The President of the Government, Pedro Sánchez, and his Lithuanian counterpart, Gitanas Nauseda, have had to interrupt their joint appearance at the Siauliai base after the military detected that at least one unidentified plane – it is unknown whether civil or military – had flown over the Baltic and, following protocol, forced fighters to take off to identify it. The fighters that have left the base are two Eurofighters from Wing 14, deployed until August 31 in the NATO mission.
One of the aircraft was just behind Sánchez and Nauseda, so during the Lithuanian president’s intervention it was possible to observe how the military got on while the leader continued to speak. The Spanish president explained to Nauseda, visibly confused, the type of military alert in question: “President, there is a alpha scramble [la misión de la OTAN que vigila el espacio aéreo en los países bálticos]”. Both have left the place while the workers removed the lecterns and the protocol flags of the act.
Coinciding with the visit of Sánchez and his Lithuanian counterpart to the base, a drill was planned in which the fighters would go out to train and take the opportunity to accompany the presidential plane, which leaves from the same base, in the air.
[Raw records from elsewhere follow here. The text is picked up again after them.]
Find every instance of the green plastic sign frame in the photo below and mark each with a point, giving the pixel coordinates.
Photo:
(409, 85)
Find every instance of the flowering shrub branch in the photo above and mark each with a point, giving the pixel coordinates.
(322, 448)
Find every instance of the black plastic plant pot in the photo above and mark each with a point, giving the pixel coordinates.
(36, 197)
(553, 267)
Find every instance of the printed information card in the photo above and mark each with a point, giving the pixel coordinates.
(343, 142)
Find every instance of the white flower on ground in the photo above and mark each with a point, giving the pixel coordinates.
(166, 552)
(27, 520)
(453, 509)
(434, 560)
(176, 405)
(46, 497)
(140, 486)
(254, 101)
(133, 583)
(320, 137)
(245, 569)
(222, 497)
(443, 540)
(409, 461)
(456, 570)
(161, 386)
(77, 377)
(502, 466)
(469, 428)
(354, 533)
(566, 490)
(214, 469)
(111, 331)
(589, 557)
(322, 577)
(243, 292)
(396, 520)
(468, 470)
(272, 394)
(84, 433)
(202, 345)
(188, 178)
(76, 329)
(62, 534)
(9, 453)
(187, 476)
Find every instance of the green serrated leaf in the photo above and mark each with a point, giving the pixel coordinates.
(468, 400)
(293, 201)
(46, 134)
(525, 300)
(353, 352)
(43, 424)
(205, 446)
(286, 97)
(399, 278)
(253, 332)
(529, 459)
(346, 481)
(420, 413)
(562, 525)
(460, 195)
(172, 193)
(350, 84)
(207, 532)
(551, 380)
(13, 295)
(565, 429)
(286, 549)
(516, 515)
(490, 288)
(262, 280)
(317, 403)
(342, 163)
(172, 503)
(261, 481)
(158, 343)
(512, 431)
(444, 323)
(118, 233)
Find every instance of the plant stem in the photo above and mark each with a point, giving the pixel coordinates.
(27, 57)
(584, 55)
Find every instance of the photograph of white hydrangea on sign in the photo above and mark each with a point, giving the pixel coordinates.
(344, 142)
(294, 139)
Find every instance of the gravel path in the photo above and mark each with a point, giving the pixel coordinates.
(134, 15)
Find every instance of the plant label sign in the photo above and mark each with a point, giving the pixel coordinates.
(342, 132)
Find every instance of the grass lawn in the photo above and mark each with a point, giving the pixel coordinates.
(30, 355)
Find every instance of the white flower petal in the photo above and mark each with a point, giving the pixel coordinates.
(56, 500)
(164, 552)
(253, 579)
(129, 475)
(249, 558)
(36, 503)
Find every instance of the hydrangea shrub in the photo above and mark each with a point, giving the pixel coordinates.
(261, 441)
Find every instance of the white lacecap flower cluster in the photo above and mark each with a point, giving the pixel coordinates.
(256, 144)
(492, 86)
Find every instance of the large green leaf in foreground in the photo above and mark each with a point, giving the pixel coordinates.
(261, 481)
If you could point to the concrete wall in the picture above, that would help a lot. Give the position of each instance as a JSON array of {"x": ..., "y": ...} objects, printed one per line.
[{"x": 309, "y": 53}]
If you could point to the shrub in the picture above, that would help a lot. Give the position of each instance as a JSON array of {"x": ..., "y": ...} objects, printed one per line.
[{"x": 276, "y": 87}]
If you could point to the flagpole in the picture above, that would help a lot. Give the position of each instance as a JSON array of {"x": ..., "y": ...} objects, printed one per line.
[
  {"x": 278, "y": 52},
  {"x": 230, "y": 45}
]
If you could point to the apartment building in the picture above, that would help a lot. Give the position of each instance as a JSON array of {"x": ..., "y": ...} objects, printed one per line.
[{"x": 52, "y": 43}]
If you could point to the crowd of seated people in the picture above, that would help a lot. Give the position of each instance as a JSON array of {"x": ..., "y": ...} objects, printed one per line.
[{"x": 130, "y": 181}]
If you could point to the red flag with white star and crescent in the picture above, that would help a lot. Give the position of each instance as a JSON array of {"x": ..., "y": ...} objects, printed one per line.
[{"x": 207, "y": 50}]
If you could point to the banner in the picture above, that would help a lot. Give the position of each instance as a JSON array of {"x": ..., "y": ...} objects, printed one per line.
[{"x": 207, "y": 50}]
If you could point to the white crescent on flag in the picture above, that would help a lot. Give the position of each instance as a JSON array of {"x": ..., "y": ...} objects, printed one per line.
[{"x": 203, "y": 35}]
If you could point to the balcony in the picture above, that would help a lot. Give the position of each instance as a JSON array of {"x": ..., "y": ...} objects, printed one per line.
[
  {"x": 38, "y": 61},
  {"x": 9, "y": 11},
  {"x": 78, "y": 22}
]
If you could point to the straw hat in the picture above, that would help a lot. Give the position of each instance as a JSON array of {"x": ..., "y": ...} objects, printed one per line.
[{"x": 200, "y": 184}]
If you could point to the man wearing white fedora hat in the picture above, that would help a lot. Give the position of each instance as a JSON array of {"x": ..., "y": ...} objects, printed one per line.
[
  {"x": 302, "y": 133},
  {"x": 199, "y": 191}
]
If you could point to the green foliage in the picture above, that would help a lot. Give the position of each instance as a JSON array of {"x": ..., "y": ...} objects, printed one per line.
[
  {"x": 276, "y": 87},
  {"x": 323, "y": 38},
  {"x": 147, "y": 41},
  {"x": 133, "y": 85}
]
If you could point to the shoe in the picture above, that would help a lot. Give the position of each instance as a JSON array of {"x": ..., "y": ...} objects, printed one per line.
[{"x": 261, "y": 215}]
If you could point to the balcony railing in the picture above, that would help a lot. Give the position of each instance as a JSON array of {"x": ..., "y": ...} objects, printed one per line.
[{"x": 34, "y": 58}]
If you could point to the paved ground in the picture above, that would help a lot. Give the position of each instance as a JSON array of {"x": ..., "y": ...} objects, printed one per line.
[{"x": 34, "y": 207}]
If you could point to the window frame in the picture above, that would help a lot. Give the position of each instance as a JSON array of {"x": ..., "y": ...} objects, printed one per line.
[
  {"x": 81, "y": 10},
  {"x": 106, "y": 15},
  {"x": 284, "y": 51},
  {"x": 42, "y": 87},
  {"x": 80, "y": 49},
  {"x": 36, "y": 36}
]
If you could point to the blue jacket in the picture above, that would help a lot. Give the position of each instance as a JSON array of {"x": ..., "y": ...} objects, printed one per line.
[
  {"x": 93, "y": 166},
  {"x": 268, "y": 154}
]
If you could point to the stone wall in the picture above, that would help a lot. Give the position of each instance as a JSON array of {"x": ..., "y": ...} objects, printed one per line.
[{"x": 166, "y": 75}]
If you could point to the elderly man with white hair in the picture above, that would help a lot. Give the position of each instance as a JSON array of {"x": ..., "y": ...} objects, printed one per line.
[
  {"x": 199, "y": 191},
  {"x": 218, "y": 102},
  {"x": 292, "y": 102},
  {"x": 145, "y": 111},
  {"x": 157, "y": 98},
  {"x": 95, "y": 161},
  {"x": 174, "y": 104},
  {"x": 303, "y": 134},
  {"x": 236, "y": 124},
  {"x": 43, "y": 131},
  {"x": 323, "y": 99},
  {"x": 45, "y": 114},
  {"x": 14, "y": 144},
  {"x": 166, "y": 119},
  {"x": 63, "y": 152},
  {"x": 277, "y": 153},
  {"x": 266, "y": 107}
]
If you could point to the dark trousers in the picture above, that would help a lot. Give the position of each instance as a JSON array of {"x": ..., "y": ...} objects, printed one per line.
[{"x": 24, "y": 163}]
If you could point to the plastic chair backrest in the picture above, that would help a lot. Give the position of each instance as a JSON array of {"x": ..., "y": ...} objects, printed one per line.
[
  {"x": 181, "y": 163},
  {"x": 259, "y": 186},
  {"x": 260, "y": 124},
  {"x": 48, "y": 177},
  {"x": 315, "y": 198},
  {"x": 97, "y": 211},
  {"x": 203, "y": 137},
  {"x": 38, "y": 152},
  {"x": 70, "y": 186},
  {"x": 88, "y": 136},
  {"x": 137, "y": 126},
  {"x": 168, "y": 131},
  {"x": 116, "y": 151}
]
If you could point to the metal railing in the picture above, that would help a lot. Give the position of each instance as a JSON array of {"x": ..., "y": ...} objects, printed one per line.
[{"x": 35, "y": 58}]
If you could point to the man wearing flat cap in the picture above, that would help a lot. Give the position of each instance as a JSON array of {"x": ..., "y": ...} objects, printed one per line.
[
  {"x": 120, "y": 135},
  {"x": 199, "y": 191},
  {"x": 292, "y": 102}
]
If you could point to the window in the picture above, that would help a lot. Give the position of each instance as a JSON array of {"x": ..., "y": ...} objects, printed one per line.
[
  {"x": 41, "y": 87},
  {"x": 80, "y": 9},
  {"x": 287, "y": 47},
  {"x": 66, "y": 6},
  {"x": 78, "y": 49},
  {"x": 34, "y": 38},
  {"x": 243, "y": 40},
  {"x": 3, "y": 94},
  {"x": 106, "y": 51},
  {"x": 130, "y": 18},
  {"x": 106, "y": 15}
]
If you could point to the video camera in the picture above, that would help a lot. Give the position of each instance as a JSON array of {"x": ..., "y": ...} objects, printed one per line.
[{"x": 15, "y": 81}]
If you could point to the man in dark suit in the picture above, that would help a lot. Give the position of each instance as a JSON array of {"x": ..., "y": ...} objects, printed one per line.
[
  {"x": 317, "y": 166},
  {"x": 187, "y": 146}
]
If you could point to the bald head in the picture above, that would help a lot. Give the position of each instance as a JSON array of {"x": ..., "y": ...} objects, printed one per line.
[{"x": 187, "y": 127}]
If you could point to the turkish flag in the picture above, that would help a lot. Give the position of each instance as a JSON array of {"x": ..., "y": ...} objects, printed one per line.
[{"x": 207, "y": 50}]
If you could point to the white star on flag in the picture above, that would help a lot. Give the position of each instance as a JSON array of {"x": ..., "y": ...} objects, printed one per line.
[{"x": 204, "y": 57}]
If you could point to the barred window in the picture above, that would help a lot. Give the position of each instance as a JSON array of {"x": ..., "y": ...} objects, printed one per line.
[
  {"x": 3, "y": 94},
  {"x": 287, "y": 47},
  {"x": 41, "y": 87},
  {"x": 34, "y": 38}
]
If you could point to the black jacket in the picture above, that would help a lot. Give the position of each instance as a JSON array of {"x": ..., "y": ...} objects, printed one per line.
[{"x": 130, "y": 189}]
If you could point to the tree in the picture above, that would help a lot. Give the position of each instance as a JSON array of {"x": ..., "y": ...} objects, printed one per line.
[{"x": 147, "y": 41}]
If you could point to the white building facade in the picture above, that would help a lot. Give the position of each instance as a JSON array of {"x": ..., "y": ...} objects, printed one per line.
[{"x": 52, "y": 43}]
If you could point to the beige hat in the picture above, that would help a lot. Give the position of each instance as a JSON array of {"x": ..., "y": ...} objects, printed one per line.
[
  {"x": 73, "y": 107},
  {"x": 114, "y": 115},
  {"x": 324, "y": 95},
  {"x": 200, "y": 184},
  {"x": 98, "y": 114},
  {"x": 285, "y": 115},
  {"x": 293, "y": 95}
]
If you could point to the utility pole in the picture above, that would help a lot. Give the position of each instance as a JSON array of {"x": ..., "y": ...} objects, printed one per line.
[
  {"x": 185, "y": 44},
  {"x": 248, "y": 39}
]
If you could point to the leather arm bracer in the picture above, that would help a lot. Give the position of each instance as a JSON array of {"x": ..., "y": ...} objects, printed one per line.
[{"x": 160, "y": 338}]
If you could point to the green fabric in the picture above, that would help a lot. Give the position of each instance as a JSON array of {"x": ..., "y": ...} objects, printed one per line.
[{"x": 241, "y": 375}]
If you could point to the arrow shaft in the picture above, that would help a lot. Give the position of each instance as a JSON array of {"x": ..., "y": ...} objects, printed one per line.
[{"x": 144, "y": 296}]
But it has finally been a alpha scramble, that is, a real operation.
“We were expecting a drill and it has been a real case,” the president later commented to journalists traveling in the procession during his Baltic tour, which ends this Thursday. “The importance of this mission for NATO and also for our country, for Spain, we have seen a real case of what happens, and precisely justifies the presence of the Spanish troops with seven Eurofighters in Lithuania”, said Sánchez when resuming the act after takeoff of the aircraft.
According to military sources, the controllers of the Lithuanian city of Kaunas have found at least one unidentified plane flying over international waters of the Baltic Sea. The operation of the pilots will consist of identifying and collecting information about that device. These sources explain that these types of operations are frequent, as is the identification of Russian planes entering European airspace, and that it is not unusual for them to occur during diplomatic visits. The last time such an intervention was performed was 18 days ago.
NATO’s mission allows supporting these three Baltic countries that do not have an air force in the face of tension with Russia. Military sources point out that entries into the European space from that country are common.